Exploring American Sacred Values – A CTI Teachers As Scholars Event: Feb. 21 at the Gantt Center

CTI hosted Exploring American Sacred Values, a special event for the public providing a window into penetrating learning in a CTI seminar for teachers, on Thursday, Feb. 21, at the Harvey B. Gantt Center for African-American Arts+Culture, as part of CTI’s Teachers As Scholars series.

The event was based on the 2018 CTI seminar of the same name, led by Kendall Mobley, religion professor at Johnson C. Smith University, with 10 CTI Seminar Fellows (Charlotte-Mecklenburg Schools teachers). Mobley and the teachers participated in the February event as program speakers and exhibit presenters.

Mobley provided a retrospective of the seminar, focusing on American civil religion as “religion repurposed to infuse the present political order and with sacred significance and authority” and how it shapes current national traditions, symbols and beliefs. Four Fellows also spoke about curricula they developed in the seminar, examining CMS values related to America’s founding fathers, pay-for-play in college sports, forced conformity in early Native American schools, and media influence on social values and the American dream:

  • Recognizing the Wilson Way Values in the American Revolution, Pia Townes, 8th Grade Social Studies, Wilson STEM Academy
  • At What Cost? Native American Children and Boarding Schools of the 19th and 20th Centuries, Tracy Kennedy, 4th/5th Grades, E.E. Waddell Language Academy
  • Harmony at the Key: Conversations on the Court, Deborah Brown, English, Zebulon Vance High School
  • Intersection of African-Americans, Civil Religion and Media Influence, Franchone Bey, English and Film, West Charlotte High School

The presentations were followed by a panel discussion moderated by Angie Chandler, senior manager of program and educational initiatives for the Gantt Center.

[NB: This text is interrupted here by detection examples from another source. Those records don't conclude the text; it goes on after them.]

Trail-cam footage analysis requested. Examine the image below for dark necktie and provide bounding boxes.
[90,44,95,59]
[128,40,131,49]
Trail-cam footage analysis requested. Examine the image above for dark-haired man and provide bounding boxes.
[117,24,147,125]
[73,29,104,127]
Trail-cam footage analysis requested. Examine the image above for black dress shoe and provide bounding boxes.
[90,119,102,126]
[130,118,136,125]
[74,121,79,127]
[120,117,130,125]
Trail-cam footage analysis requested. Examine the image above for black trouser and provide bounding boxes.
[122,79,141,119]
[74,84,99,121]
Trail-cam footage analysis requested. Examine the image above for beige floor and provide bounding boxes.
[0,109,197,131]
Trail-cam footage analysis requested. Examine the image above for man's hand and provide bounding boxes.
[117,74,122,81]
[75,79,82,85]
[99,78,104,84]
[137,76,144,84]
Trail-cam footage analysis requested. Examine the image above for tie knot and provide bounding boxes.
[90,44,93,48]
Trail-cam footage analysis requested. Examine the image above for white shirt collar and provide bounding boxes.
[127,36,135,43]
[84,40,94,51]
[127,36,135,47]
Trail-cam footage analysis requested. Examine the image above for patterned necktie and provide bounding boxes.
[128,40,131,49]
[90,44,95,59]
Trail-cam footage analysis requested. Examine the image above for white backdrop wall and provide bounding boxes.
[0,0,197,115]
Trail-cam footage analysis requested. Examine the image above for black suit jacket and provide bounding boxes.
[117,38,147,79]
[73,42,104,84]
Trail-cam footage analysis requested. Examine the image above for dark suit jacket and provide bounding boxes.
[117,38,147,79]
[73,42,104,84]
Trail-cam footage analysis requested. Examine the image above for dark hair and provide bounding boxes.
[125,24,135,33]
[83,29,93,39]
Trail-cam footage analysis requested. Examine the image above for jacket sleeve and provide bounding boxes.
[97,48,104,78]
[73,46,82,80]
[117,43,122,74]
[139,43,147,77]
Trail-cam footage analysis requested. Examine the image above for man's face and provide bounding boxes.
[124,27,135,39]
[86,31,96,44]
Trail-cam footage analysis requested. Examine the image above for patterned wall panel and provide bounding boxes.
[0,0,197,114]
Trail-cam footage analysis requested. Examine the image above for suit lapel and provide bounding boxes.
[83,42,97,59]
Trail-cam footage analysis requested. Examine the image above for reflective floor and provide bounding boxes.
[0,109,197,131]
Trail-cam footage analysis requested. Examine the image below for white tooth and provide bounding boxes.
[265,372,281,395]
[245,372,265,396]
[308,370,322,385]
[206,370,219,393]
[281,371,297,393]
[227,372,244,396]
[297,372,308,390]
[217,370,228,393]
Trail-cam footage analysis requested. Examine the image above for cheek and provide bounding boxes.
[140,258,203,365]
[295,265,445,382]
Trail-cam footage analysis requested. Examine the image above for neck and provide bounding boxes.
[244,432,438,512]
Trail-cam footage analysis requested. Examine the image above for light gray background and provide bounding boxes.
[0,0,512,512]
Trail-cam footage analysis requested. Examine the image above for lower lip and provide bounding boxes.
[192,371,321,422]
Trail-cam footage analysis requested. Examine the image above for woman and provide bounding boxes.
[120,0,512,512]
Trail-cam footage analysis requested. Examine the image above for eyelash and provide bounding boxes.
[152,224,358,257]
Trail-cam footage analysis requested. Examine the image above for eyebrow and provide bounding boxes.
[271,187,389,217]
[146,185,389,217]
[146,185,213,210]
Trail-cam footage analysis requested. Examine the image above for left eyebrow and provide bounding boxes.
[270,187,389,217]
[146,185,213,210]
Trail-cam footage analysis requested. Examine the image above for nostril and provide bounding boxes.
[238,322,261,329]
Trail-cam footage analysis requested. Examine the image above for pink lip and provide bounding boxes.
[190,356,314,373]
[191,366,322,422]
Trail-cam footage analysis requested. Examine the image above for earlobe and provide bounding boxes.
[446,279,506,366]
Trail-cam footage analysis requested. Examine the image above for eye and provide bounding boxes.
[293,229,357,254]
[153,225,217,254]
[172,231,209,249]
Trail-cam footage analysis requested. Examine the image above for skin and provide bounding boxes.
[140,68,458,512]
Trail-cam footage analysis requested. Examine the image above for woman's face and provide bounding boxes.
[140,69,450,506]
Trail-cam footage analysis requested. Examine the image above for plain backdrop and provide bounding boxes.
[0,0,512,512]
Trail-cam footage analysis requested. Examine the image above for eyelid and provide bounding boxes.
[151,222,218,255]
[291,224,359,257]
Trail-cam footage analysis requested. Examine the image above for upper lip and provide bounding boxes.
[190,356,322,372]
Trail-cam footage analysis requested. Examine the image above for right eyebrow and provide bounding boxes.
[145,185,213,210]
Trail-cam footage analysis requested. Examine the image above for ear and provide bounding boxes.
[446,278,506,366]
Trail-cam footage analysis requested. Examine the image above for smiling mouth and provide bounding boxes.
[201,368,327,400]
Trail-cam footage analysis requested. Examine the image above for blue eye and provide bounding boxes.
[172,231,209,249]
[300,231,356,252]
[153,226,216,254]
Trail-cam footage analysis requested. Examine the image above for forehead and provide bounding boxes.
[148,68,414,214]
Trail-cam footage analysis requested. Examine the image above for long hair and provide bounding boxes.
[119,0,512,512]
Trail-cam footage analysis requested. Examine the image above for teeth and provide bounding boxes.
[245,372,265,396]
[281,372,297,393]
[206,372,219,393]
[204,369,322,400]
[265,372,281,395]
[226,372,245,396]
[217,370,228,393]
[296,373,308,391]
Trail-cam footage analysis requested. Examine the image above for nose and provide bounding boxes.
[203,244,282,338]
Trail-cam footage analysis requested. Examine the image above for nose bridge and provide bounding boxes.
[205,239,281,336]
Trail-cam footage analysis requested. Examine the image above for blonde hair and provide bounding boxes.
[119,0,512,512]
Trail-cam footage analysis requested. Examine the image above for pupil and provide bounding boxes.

All 10 Seminar Fellows also shared curriculum exhibits related to American values that the teachers targeted to address with students. Topics included: how Charlotte’s Excelsior Club nurtured community; segregation, civil rights and legislation; voting as a civic duty; oppression of women; acculturation of English language learners; and what it means to be an American.

“Exploring American Sacred Values” is part of CTI’s “Teachers as Scholars” educational series for the public that highlights collaborative work by professors and teachers in CTI seminars. This Feb. 21 event was supported by a grant from UNC Charlotte’s Chancellor’s Diversity Challenge Fund and Johnson C. Smith University.

CMS classroom teachers can apply to participate in the upcoming 2020 CTI seminars; March 8 is the deadline for applications.